Site icon Söz Gazetesi

Belen’li Ekmekçi Gülay…

Kadın meselesinde kim ne söylemiş olursa olsun. Benim fikrim ve zikrim değişmez.

Fıtratına bağlıdır;

“Kadın isterse abat eder harabı

İsterse harap eder abadı”

Böyle bilir, böyle söylerim.

Hiç ummadığınız bir yerde bir Türk kadını ile karşılaşıyorsunuz ki takdir etmemek mümkün değil.

Adana – Antakya istikametinde eskilerin deve bağırttıran dedikleri türden bir yokuş vardır. Belen denilir adına.

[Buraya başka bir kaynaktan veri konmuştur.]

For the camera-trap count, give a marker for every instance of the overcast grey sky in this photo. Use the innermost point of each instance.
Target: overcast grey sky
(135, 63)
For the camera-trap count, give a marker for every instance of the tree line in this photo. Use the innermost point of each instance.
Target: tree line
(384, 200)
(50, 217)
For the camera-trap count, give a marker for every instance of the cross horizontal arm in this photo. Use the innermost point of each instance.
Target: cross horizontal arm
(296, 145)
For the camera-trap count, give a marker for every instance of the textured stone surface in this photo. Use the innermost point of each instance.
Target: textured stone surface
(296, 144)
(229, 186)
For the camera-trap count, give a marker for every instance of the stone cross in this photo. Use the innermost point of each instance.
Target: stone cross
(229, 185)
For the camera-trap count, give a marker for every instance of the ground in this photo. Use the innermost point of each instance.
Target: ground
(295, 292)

O vakitler deveyi bağırttırır da, bu vakitler koca koca motorlara su kaynatmaz mı?

Öyle bir kaynatır ki çok motorun contasını bile patlattığı olmuştur.

Gidenler bilir elbet. İşte o Belen denilen yerin arka taraflarında bir yerlerde Atik Mahallesi var.

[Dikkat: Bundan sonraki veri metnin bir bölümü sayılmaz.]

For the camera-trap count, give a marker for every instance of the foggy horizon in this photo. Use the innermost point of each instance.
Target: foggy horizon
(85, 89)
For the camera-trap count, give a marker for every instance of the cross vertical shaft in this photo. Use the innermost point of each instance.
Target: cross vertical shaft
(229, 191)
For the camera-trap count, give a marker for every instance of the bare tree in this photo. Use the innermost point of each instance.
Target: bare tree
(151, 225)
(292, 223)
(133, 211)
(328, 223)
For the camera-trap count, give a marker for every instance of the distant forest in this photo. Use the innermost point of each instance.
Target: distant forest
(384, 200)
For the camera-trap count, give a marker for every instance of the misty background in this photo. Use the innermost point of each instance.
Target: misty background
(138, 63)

Halkın ve hasbelkader gelip geçenlerin kuyruğa girdikleri bir fırın var. Yerliler Ekmekçi Gülay’ın yeri diyorlar.

Gülay Kurtulan, aslında bir ev kadını. Lakin bu devirde geçinmek zor zanaat. Gülay Kurtulan da yöresel ekmek yapmayı kafasına koymuş.

Halis yerli kara buğday unundan mayalı bazlama yapıyor.

Maşallahı var. İki arkadaşı da onunla hem yarenlik ediyorlar hem de emek paylaşıp, semeresini bölüşüyorlar.

İşler mi?

Hamt olsun” diyor Gülay kurtulan.

Ekmekçi Gülay ve mis kokulu yerli kara buğdaydan yaptığı mayalı bazlamanın ünü Belen’in hudutlarını çoktan aşmış.

“Başka illerden de sipariş alıyoruz” diyen Gülay Kurtulan tam da yazının başlığında belirttiğim gibi.

“Kadın isterse abat eder harabı” dedirten bir Türk kadını.

Tebrikler bol kazançlar.

İnşaallah ibret alır Gülay ve Gülay gibilerinden başka başka kadınlar.